ZACHARY: The guys he worked with all knew each other. They were all white men. Not one of them was black. Not one of them was female. Zero. They were mostly from New England and a few from the West Coast. That might have helped them in the short run. Now, when we tackle climate change, we might ask, “What are the differential effects on rich and poor? Black and white? Other countries as well as our own?” Times have changed.
PT: How would Bush approach today’s problems?
ZACHARY: He had a paper that he circulated privately in the early 1950s, mostly to military leaders, called “A Few Quick.” In it he argued that the weapons we had developed did not fit the battlefield conditions we were facing. It was based on setbacks in the Korean War. But consider other wars since then: Afghanistan, Iraq, Syria, Somalia. Nuclear weapons are not helpful. One of the things Bush argued was that the military needed to harness innovations in ways that were more responsive to changing battlefield conditions.
And I think Bush’s concept could be applied to climate change, environmental issues, and other existential threats. The thrust of “A Few Quick” is that the government should rush innovations that address social needs out to the field. Don’t wait until they are finished. Get the innovations out there, and then keep refining them. It’s a model that strikingly tracks what a lot of digital innovators do today.

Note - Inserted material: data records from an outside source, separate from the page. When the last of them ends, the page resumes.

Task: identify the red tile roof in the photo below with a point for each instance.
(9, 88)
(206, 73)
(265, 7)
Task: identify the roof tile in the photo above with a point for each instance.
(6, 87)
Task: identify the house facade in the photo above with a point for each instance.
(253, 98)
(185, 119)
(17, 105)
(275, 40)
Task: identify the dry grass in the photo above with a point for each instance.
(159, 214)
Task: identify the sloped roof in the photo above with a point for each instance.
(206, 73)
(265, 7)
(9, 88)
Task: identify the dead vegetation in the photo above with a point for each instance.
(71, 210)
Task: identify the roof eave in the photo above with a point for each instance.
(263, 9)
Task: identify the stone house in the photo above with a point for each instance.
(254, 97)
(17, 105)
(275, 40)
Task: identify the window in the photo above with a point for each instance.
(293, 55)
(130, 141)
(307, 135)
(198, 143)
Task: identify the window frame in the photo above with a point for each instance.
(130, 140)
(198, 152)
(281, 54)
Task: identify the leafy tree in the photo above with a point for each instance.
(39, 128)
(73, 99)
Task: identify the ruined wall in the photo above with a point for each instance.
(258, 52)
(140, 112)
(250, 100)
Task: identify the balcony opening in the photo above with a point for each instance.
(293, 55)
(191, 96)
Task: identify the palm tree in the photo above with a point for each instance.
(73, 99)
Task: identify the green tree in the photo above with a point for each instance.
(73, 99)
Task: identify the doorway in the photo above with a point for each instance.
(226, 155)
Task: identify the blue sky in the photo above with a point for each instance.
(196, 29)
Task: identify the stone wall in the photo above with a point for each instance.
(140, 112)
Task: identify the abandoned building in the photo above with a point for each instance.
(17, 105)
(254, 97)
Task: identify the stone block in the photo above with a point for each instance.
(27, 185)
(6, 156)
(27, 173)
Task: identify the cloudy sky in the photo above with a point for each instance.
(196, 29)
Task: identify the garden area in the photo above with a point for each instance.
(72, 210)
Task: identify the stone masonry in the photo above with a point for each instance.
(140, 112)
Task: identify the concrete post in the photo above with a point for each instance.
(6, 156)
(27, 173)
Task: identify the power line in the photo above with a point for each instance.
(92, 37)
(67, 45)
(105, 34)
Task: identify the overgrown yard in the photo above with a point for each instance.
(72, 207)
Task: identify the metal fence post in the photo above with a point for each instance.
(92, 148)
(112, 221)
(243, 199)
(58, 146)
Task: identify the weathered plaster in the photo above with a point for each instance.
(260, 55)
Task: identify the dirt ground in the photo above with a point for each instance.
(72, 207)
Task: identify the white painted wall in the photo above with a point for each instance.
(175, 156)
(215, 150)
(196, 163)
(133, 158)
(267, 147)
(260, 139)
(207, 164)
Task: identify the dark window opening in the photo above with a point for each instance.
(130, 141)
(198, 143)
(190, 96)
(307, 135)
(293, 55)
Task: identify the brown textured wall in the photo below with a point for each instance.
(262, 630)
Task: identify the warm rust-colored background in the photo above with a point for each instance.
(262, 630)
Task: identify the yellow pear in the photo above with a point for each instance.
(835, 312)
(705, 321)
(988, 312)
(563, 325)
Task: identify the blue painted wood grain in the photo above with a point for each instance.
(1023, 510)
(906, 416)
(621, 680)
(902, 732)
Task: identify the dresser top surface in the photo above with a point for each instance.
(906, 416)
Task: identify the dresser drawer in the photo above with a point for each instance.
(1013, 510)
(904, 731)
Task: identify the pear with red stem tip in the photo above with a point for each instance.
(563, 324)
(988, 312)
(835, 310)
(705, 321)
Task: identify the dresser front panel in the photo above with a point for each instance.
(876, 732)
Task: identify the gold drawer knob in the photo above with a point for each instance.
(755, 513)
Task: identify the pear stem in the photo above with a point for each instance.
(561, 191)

On the process side, one useful question is how much pluralism we can absorb. When the Soviet Union sent up Sputnik, the US had 50 rocket projects. The response to Sputnik was that the Soviets had one program; we should have just one. Do the states really need to be laboratories for everything? Today, we still have 50 approaches to nearly everything. We have thousands of police forces, thousands of voting districts, and every one can theoretically have a different voting system. Bush would say the US has an excessive amount of pluralism, and we should not fear concentrating our technical resources in pursuit of solving urgent problems.
PT: What world issues would Bush be concerned about today?
ZACHARY: I can only think that existential threats would get his attention. So we would have to try to imagine what he would deem an existential threat. I think Bush would call for a centralized effort to respond to climate change. He would emphasize international cooperation and want to leverage talent across political boundaries. I think he would see science and technology as being underutilized in tackling serious existential problems.
PT: What are you working on these days?
ZACHARY: I will be publishing some of what I call Bush’s “essential writings,” including “A Few Quick.” They are hard-to-find papers from the Library of Congress and other archives. I hope they will be useful to scholars, students, and policymakers.
For my next project, I want to look at some of the unexpected costs and benefits of nuclear weapons around the environment, computers, civic action and dissent, and citizen science. The first example of citizen science in the US was the Barry Commoner tooth experiment, which in the 1950s showed that baby teeth contained strontium-90 as a result of nuclear fallout. That was a big boost for the idea that citizens could organize to do research that either mirrors what the government is doing or consciously tries to challenge it. None of that is news, but I think the current enhanced interest in mass participation and the environment could mean that things that happened in the 1950s that are relatively ignored should be better understood.